2

There is a lovely chunk of code in TidyText Mining Section 3.3 that I am trying to replicate in my own dataset. However, in my data, I cannot get ggplot to 'remember' that I want the data in descending order, and that I want a certain top_n.

I can run the code from TidyText Mining and I get the same charts that the book shows. However, when I run this on my own dataset, the facet wraps do not show the top_n (they seem to show a random number of categories) and data within each facet is not sorted by descending order.

I can replicate this problem with some random text data and the full code - but I also can replicate the problem with mtcars - which really confuses me.
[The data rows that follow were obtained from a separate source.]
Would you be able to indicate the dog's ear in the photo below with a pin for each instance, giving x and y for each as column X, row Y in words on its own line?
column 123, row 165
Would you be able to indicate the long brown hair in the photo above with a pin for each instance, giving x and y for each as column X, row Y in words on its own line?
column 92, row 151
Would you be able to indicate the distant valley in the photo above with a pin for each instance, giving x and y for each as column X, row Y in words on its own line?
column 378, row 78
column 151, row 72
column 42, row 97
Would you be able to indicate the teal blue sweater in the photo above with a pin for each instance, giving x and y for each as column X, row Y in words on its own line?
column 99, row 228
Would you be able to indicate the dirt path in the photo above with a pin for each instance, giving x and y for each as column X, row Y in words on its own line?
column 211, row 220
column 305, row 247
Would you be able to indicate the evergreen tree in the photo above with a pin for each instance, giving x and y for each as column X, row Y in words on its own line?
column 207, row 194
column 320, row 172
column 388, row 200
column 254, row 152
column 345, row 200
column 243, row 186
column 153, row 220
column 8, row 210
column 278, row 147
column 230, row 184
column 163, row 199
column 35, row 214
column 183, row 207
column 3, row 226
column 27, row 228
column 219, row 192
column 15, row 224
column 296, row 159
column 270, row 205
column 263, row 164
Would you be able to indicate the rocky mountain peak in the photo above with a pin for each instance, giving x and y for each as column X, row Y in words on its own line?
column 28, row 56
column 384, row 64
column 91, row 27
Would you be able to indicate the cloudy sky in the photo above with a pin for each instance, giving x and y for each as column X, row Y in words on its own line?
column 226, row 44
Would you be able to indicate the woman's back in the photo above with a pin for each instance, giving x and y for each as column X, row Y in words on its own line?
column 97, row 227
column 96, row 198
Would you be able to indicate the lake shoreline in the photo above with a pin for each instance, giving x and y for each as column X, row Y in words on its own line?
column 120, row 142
I expect the following chart to show me mpg in descending order for each facet, and for each facet to only give me the top 1 category. It does neither for me.

require(tidyverse)

mtcars %>%
  arrange (desc(mpg)) %>%
  mutate (gear = factor(gear, levels = rev(unique(gear)))) %>%
  group_by(am) %>%
  top_n(1) %>%
  ungroup %>%
  ggplot (aes (gear, mpg, fill = am)) +
  geom_col (show.legend = FALSE) +
  labs (x = NULL, y = "mpg") +
  facet_wrap(~am, ncol = 2, scales = "free") + 
  coord_flip()

But what I really want is to have a chart like this sorted as in the TidyText book (data for example only).

require(tidyverse)
require(tidytext)

starwars <- tibble (film = c("ANH", "ESB", "ROJ"),
                  text = c("It is a period of civil war. Rebel spaceships, striking from a hidden base, have won their first victory against the evil Galactic Empire. During the battle, Rebel spies managed to steal secret plans to the Empire's ultimate weapon, the DEATH STAR, an armored space station with enough power to destroy an entire planet. Pursued by the Empire's sinister agents, Princess Leia races home aboard her starship, custodian of the stolen plans that can save her people and restore freedom to the galaxy.....",
                           "It is a dark time for the Rebellion. Although the Death Star has been destroyed, Imperial troops have driven the Rebel forces from their hidden base and pursued them across the galaxy. Evading the dreaded Imperial Starfleet, a group of freedom fighters led by Luke Skywalker has established a new secret base on the remote ice world of Hoth. The evil lord Darth Vader, obsessed with finding young Skywalker, has dispatched thousands of remote probes into the far reaches of space....",
                           "Luke Skywalker has returned to his home planet of Tatooine in an attempt to rescue his friend Han Solo from the clutches of the vile gangster Jabba the Hutt. Little does Luke know that the GALACTIC EMPIRE has secretly begun construction on a new armored space station even more powerful than the first dreaded Death Star. When completed, this ultimate weapon will spell certain doom for the small band of rebels struggling to restore freedom to the galaxy...")) %>%
  unnest_tokens(word, text) %>%
  mutate(film = as.factor(film)) %>%
  count(film, word, sort = TRUE) %>%
  ungroup()

total_wars <- starwars %>%
  group_by(film) %>%
  summarize(total = sum(n))

starwars <- left_join(starwars, total_wars)

starwars <- starwars %>%
  bind_tf_idf(word, film, n)

starwars %>%
  arrange(desc(tf_idf)) %>%
  mutate(word = factor(word, levels = rev(unique(word)))) %>%
  group_by(film) %>%
  top_n(10) %>%
  ungroup %>%
  ggplot(aes(word, tf_idf, fill = film)) +
  geom_col(show.legend = FALSE) +
  labs (x = NULL, y = "tf-idf") +
  facet_wrap(~film, ncol = 2, scales = "free") +
  coord_flip()
JMacKay
  • 45
  • 5
  • What are you expecting in the first few lines of your `mtcars` code? If you group by `am` and take the highest `mpg`, you have a 2 row data frame because there are only 2 values of `am`. Is this your intention? – camille May 16 '18 at 17:52
  • Hi Camillle 14 - yes that's the intention - the data frame should (and does) sort by mpg and however many you request, but this doesn't seem to get passed to ggplot in any of my datasets (but will for the larger data example in the TidyText book) – JMacKay May 17 '18 at 08:32

1 Answers1

3

I believe what is tripping you up here is that top_n() defaults to the last variable in the table, unless you tell it what variable to use for ordering. In the examples in our book, the last variable in the dataframe is tf_idf so that is what is used for ordering. In the mtcars example, top_n() is using the last column in the dataframe for ordering; that happens to be carb.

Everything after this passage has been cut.